I want to mother in a way that I will have the least amount of regret later in life. I know I would regret plopping my kids in front of the television for hours a day. I know I would never look back and think: "man, I just wish my children would have watched more television!"

So, as of now, they are allowed to watch it only when Scott and I go over his sermon and what they can watch is pretty limited.

I know a couple who are very condemning toward Christians who let their children watch any television at all and yet they beat each other up (literally) in front of the children often. Let us not be like that! Look at the plank in your own eye before removing the splinter from your friend's. And please don't judge people who watch cable when you watch "only netflix". Don't think just because you watch movies that you are better than those who watch t.v. shows. And please don't say "We don't watch anything on the t.v., we only watch stuff on our computer." As if a smaller screen is more holy? The weird comparisons Christians come up with sometimes to make ourselves feel better about our decisions is astounding.

The thing that I have learned the most from all of this is: our children are often capable of much more than we think they are. I remember thinking often: "Johnny just can't play all day. He'll never be able to do that." Well, let me tell you, Johnny is MORE than able to play all day! Just tonight he entertained himself (by himself since Rhea and Ricky were already in bed) with a wrapping paper roll (the center tube) and a tiny ball for over an hour. We will never know what our kids are capable of if we don't take different forms of "entertainment" away. Children played for hundreds of years without a television, why can't they now?
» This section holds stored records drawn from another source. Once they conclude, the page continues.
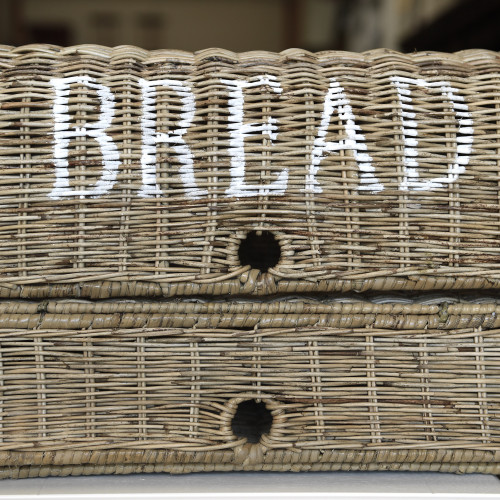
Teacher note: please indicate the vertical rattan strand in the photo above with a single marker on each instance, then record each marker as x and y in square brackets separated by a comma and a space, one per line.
[25, 164]
[90, 403]
[372, 389]
[212, 178]
[404, 233]
[81, 121]
[266, 164]
[2, 402]
[317, 390]
[453, 194]
[427, 417]
[256, 362]
[126, 167]
[196, 390]
[41, 388]
[309, 197]
[481, 385]
[142, 396]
Thankful for the direction our family is going in regards to television. Thankful for what God has been teaching me and doing in my own heart through all of this. Thankful to think that I won't regret this area in my life later...

I would like to conclude with some interesting and yet disturbing facts:

*The average American (including both adults & teenagers) watches over four hours of TV every day, which is over two months of uninterrupted watching per year. This means that – at current usage-rates, the average 65 year-old American will have spent 9 YEARS of his or her life idly sitting in front of a television!

*Over two-thirds of all American families with children watch television while eating dinner “together”.

*The average American child spends roughly 28 hours each week watching television. In contrast, the average American parent spends only roughly 5 MINUTES each week in meaningful conversation with those same children.

*TV is so tempting that over half of all 4-6 year olds polled preferred watching television to spending quality time with their fathers.

*Every activity a child engages in during his busy day refines some set of skills. Reading is practice; writing is practice; sports is practice; engaging in fantasy games is practice; and interacting with people is practice. All these activities in some way help prepare a child for the challenges of adult life. Television is also practice, but not for any activity. Television is practice for inactivity. When children watch television they are practicing sleeping while awake.